SAN woes
Tom Metro
blu at vl.com
Fri Feb 23 22:13:52 EST 2007
Robert La Ferla wrote:
> I have a client who has a EMC SAN...with both NTFS
> and HFS+ partitions on it. Problem is, the Windows clients cannot see
> the HFS+ partitions and the Mac OS X clients can read but not write to
> the NTFS partitions.
>
> I am wondering if there is some way we can get the Windows clients to
> see the HFS+ partitions.

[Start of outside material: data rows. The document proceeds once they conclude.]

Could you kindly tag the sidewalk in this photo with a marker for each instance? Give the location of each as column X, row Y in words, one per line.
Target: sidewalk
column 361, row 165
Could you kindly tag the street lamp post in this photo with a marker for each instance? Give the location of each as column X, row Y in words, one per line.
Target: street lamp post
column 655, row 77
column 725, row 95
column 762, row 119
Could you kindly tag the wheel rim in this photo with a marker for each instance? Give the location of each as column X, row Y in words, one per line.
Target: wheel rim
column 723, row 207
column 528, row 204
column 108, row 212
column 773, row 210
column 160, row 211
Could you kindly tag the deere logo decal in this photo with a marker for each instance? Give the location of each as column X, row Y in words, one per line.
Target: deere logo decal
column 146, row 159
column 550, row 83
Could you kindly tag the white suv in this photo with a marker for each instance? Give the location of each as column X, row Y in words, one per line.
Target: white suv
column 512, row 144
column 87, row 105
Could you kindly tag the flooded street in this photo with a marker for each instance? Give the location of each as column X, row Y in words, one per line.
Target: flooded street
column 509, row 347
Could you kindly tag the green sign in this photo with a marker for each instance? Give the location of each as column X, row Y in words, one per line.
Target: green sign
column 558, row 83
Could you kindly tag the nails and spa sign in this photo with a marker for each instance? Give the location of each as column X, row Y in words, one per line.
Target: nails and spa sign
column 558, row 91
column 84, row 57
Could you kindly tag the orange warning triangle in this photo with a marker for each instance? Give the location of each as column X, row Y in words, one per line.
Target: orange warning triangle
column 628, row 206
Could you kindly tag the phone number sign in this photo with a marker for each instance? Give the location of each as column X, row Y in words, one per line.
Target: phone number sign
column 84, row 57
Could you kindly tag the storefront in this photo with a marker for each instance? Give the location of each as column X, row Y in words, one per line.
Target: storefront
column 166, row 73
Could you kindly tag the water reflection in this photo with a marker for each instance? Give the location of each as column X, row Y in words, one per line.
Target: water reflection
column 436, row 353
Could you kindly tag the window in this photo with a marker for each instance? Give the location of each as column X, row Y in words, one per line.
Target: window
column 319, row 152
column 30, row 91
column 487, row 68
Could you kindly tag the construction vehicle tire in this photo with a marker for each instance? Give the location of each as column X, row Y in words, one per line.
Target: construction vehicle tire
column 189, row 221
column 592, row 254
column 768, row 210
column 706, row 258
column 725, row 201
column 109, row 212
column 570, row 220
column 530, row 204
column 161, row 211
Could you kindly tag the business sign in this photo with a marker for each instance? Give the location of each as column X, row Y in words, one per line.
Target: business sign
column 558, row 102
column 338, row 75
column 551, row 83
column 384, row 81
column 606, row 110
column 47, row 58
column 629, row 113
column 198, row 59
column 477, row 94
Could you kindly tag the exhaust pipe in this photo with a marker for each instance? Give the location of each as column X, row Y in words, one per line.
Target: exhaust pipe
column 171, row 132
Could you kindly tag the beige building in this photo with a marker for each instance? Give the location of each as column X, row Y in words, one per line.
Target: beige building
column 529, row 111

Ideas?
You could turn the SAN into a NAS by inserting a UNIX or Linux box (or
cluster of them) in the middle, and have it export a network file
system, thus making the file system on the SAN transparent to the client
machines.
But presumably there is a reason why the company chose a SAN rather than
a NAS in the first place. The NAS approach may not meet the performance
requirements.
Another theoretical approach would be to use an open source file system
on the SAN that can be fully supported by all the client machines. For
example, I've found that it is far easier to get Windows machines to
support EXT2 file systems[1] than to get Linux machines to support the
proprietary NTFS. I don't know, but I'm betting there is EXT2 support
available for OS X.
Also, in the past year there have been some significant strides made in
support of NTFS for Linux (drivers that can reliably write to NTFS and
supposedly with good performance)[2][3]. It might be worth checking to
see where that currently is at, and whether anyone is working on porting
it to OS X.
-Tom
1. http://www.fs-driver.org/
2.
http://sourceforge.net/mailarchive/forum.php?thread_id=23836054&forum_id=2697
3. http://www.linux-ntfs.org/
--
Tom Metro
Venture Logic, Newton, MA, USA
"Enterprise solutions through open source."